I am very excited and proud to have finished this piece. I hadn’t touched a sewing machine in 33 years, and it seemed daunting to me at first. I am also very proud and honored to be chosen to be in this project alongside so many strong, powerful, and extremely talented women!
Healing Moon Woman
This moon shawl explores the relationship between women and the moon. I chose this design as a representation of my journey with spirituality, moon teachings and the healing that accompanied me as I embarked on this journey.
The woman holding up the moon was inspired by my auntie Leah Dorion and my mother Angela Sinclair. The woman represents feminine spirits and their connection with the moon cycles. The flowers blooming in the moon represent growth and healing as I continue on my journey. The green ribbons at the bottom of the shawl represent mother earth and the healing she offers. I also chose to incorporate hearts as pockets to represent how love can influence an individual's healing journey.
Prior to this workshop, I had never sewn before. This was a valued learning experience for me as I learned a variety of methods such as applique, hand stitching and embroidery.
I am very thankful for the opportunity and experience that accompanied me in this workshop. I hope to apply the knowledge I learned to future projects.
When we began this project, we were asked to choose the moon that we wanted to represent. I instantly knew I wanted to represent the thirteenth moon. The thirteenth moon is rare and only comes around every three years or so. This year the thirteenth moon is in August, and is also called the blue super moon. This moon represents new beginnings; with that knowledge, I realized exactly how I wanted the shawl to look.
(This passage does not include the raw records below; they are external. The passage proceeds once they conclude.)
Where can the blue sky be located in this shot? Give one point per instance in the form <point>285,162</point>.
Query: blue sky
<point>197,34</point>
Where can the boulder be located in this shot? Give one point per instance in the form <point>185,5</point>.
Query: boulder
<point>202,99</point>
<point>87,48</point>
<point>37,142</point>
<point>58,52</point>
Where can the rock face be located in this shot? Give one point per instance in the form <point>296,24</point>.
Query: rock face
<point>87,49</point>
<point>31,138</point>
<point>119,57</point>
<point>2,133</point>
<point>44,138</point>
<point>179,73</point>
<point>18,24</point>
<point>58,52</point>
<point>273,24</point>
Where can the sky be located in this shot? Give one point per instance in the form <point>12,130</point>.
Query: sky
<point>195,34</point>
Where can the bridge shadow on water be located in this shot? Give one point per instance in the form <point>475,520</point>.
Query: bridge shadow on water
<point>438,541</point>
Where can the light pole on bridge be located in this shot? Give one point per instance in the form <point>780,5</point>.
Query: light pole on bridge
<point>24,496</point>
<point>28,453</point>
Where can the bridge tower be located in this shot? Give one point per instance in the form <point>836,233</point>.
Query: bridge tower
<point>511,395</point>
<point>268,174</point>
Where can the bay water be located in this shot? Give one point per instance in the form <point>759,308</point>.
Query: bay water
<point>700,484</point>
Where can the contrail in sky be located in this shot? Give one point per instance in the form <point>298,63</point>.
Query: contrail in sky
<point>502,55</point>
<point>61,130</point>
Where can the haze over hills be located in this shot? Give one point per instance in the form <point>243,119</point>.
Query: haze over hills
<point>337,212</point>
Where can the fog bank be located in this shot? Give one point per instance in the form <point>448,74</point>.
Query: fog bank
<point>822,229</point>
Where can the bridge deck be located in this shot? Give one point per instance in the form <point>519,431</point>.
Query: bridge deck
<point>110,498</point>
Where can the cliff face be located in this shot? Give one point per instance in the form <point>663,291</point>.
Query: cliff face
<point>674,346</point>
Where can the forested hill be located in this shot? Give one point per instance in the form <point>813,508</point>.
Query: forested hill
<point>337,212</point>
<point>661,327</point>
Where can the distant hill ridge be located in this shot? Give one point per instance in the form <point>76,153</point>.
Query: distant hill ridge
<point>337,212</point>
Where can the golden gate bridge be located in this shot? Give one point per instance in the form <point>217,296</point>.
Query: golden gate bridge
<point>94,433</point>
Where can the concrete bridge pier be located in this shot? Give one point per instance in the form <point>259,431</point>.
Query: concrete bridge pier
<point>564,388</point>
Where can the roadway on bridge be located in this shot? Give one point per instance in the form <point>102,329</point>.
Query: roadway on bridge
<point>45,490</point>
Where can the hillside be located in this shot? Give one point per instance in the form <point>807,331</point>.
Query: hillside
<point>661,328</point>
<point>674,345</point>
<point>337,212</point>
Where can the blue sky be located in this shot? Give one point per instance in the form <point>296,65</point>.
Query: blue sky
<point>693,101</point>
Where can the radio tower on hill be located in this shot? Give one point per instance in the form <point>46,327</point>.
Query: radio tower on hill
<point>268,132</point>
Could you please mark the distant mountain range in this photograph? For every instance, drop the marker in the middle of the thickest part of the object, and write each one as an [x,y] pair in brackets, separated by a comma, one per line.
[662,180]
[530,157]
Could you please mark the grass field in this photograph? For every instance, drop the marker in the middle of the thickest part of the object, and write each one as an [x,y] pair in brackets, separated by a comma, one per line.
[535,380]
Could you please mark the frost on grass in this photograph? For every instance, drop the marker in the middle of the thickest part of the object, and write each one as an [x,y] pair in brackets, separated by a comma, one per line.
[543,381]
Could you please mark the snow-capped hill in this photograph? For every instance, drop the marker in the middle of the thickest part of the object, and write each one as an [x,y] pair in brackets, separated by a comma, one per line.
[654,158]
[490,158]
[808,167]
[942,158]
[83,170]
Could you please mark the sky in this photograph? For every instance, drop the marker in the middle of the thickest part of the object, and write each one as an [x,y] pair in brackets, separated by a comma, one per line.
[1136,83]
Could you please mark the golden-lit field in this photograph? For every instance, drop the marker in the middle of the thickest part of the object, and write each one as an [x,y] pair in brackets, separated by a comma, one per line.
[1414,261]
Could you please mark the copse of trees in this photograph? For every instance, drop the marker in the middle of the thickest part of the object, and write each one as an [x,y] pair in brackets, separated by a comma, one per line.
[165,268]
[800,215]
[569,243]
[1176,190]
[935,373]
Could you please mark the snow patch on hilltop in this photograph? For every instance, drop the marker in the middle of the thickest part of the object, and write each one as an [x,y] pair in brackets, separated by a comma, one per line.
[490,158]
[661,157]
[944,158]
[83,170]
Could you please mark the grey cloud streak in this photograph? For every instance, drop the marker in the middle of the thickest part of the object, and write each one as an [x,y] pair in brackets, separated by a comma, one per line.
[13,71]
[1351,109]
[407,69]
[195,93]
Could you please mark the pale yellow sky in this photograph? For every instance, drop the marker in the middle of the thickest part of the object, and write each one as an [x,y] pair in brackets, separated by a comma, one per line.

I chose blue fabric to represent the blue moon, with stars for the sky. The back of my shawl has three pregnant women, representing Grandmother Moon, Mother Earth, and a woman that represents all women. This is based on a picture I drew while I was pregnant with my first son. I have had it for 29 years, and just before this project started, I found it again. It was as if it has been waiting all these years for me to create this shawl. In the womb of the woman is a yellow circle, which is the color of the east and
the infancy stage of life. In the center of that womb, I placed the gemstones of my three sons. I used the colors of the four directions for the three women: Grandmother Moon is white, and Mother Earth is red, which represents the west and adulthood. Mother Earth is older than we are, which is why I used red rather than green. I chose green to represent us - the color of the south and adolescence. I decorated the front panels of my shawl with the other twelve moons. The white fabric of these moons and the Grandmother on the back has shading resembling the moon’s craters.
The design, in its totality, is how I envision the thirteenth moon - each woman pregnant and giving life to the others. As women we are connected to the moon and the earth. We follow the moon’s timing, and just like Mother Earth sustains and gives us life, so do we for the children we carry in our womb.
The making of this shawl was a labor of love from start to finish. It took a great deal of time and changed as I was creating it. My shawl is not perfect. I made mistakes. I meditated while sewing all the beads and sequins I placed in each woman’s hair. I am proud of my creation, and I hope that you will enjoy looking at it as much as I enjoyed making it.